Лариса, пока он цитировал Ницше, была на кухне. Дети встретили сказанное им вежливым молчанием: Алеше, возможно, это было просто не интересно, девочки, видимо, собирались с мыслями.
— Многое можно себе вообразить, читая эти строки, — продолжал он. — Одного не пойму — всерьез это сказано или с юмором. Хотя юмор, кажется, никогда не был сильной стороной Ницше. Хорошо, если просто с желанием эпатировать читателя. А может, это параноическая уверенность в себе человека, больного телом и духом?
— А зачем воображать, — с неуловимой гримасой превосходства подала реплику Санька, — когда существует по этому поводу огромная и исчерпывающая литература, и все это можно прочитать.
«И ты, конечно, уверена, что я ничего этого не читал?» — чуть было не сорвалось у него с языка, но вовремя спохватился. Во-первых, он действительно по этому именно поводу ничего не читал. А во-вторых, как-то нелепо было втягиваться в вечные пререкания.
— А зачем мне, собственно говоря, все это читать? — продолжал он со смешком, стараясь оставаться как можно спокойнее. — Я же ведь не собираюсь становиться специалистом по Ницше. Вспомни Цветаеву: «Мудрец, пойми, певцом во сне открыты закон звезды и формула цветка». Гипотеза «певца» может оказаться и глубже, и озареннее, если хочешь, ученых выводов всех специалистов по Ницше, этих «мудрецов», как он их сам называл, презирая.
Она сидела насупившись. Знакомая мина человека, которая как бы предупреждает: ты мне тут что хочешь говори, я с тобой все равно не соглашусь. Вся в мать.
Или это его фантазии? Мнительность? Надо постараться повернуть все на шутку. Не пропадать же последнему вечеру перед больницей.
— Словом, шагайте-ка на кухню и принимайтесь за посуду, — примирительно буркнул он, — не ждите, когда мать сделает все за вас.

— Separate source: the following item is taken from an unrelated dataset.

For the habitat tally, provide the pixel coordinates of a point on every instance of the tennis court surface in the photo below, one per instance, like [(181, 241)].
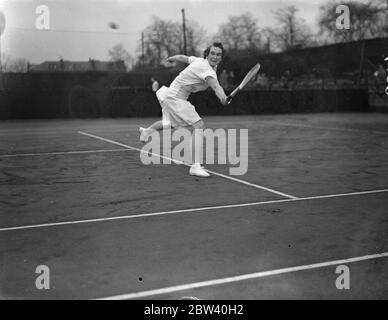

Это был выход из положения, который они все охотно приняли и радостно сорвались с места. У него остался в душе осадок. Он не покидал его во сне и возник снова, когда собрались рано утром, перед отъездом — на завтрак. Все какие-то хмурые, раздражительные, взъерошенные. Торопливые, словно бы главное в жизни — выпить по глотку на скорую руку сваренного Ларисой кофе и погрузиться в машину. Толя приехал чуть свет и уложил в багажник весь его больничный НЗ, большую часть которого составляли машинка, диктофон и несколько завязанных тесемками папок с рукописями из архива.
Первые минуты, когда машина тронулась, молчали. И чтобы молчание это, которое К.М. все связывал со вчерашним разговором, не было столь заметным и тягостным, он попросил Толю включить приемник.
По радио Алексей Баталов читал «Войну и мир». «Когда человек видит умирающее животное, ужас охватывает его... Но когда умирающее есть человек, и человек любимый — ощущаемый, тогда, кроме ужаса перед уничтожением жизни, чувствуется разрыв и духовная рана, которая, так же как и рана физическая, иногда убивает, иногда залечивается, но всегда болит и боится внешнего раздражающего прикосновения».
«Войну и мир» он знал чуть ли не наизусть. Сейчас пойдет о гибели Пети. Что-то тревожное, предупреждающее послышалось ему в голосе Баталова. В самом этом совпадении... Чего, собственно, с чем? Он не мог бы выразить этого словами, но в том, что совпадение не случайное, для него не было сомнения. Он осторожно повел глазами вокруг себя. К счастью, никто, кажется, — каждый занят своими мыслями, — не услышал Баталова.